Now, I have always approved of Banville's secondary career as Benjamin Black. I have reviewed most if not all of his oeuvre on this blog. OK, I didn't like Christine Falls as much the other Quirke novels, but I loved the faux Chandler of The Black-Eyed Blonde. It is scarcely a secret that I am drawn to novellas, largely because they are all I can write myself in my current condition, so when I saw this slim volume by Black sitting on the shelf I had to have it,
Woe is us, for we are undone. This - and I have to be blunt because Banville-Black is a major writer with a reputation of which he is prickly proud - is execrable scrapings from the barrel base. What is the bloody point? It's short but it is not a novella because a novella is as long as it needs to be whereas this is as long as Black can stretch the tissue-thin plot. The characters are all horrible without a single redeeming virtue, and that's only the main characters, the other participants have no character. The character who might just have sparked some empathy, the titular Lemur, is the victim in the so-called mystery. The obvious solution is someone we have never encountered and therefore don't give two hoots about.

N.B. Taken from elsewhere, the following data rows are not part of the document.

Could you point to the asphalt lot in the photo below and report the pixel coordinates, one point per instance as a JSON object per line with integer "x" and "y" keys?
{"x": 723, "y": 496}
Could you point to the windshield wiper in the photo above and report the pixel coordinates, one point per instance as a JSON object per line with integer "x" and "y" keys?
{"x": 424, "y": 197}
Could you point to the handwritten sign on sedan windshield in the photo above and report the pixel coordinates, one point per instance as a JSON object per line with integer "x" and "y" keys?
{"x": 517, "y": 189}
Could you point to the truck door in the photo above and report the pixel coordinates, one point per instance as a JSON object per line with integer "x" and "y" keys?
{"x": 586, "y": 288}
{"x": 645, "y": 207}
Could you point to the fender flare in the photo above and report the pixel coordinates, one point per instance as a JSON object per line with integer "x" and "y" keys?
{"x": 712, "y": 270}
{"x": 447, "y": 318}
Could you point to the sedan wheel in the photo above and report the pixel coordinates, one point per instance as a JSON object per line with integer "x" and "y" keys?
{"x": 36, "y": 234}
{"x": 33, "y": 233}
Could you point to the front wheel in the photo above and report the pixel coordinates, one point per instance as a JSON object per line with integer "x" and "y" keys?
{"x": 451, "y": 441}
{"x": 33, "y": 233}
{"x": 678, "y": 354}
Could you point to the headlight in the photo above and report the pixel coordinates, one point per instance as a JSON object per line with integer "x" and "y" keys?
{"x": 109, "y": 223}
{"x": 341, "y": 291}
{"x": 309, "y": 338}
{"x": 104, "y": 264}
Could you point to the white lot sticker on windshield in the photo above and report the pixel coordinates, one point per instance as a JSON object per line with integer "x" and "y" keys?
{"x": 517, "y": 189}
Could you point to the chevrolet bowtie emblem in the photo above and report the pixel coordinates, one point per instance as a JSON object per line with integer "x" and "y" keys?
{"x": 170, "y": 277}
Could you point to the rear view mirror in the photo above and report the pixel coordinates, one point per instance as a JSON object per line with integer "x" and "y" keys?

It's set in some ghastly super-rich New York milieu in which multimilliionaire Big Bill Mulholland is ex-CIA (yawn) but still wants his forty-something son-in-law, the Irish super-journalist John Glass (don't give me that, Banville, I've read Irish newspapers) to write his biography, which - surprise, surprise - quickly uncovers uncomfortable truths. Glass is too lazy to do any writing, his wife is a sexless rich bitch, his mistress is a Boho artist who splashes paint about to no effect, and stepson David is Tony Curtis sending up Cary Grant in Some Like It Hot without being in any way amusing.
It's awful. It's like the American TV super-soaps of the 1980s and just about as insightful. It will be a while before I go near a Banville-Black again.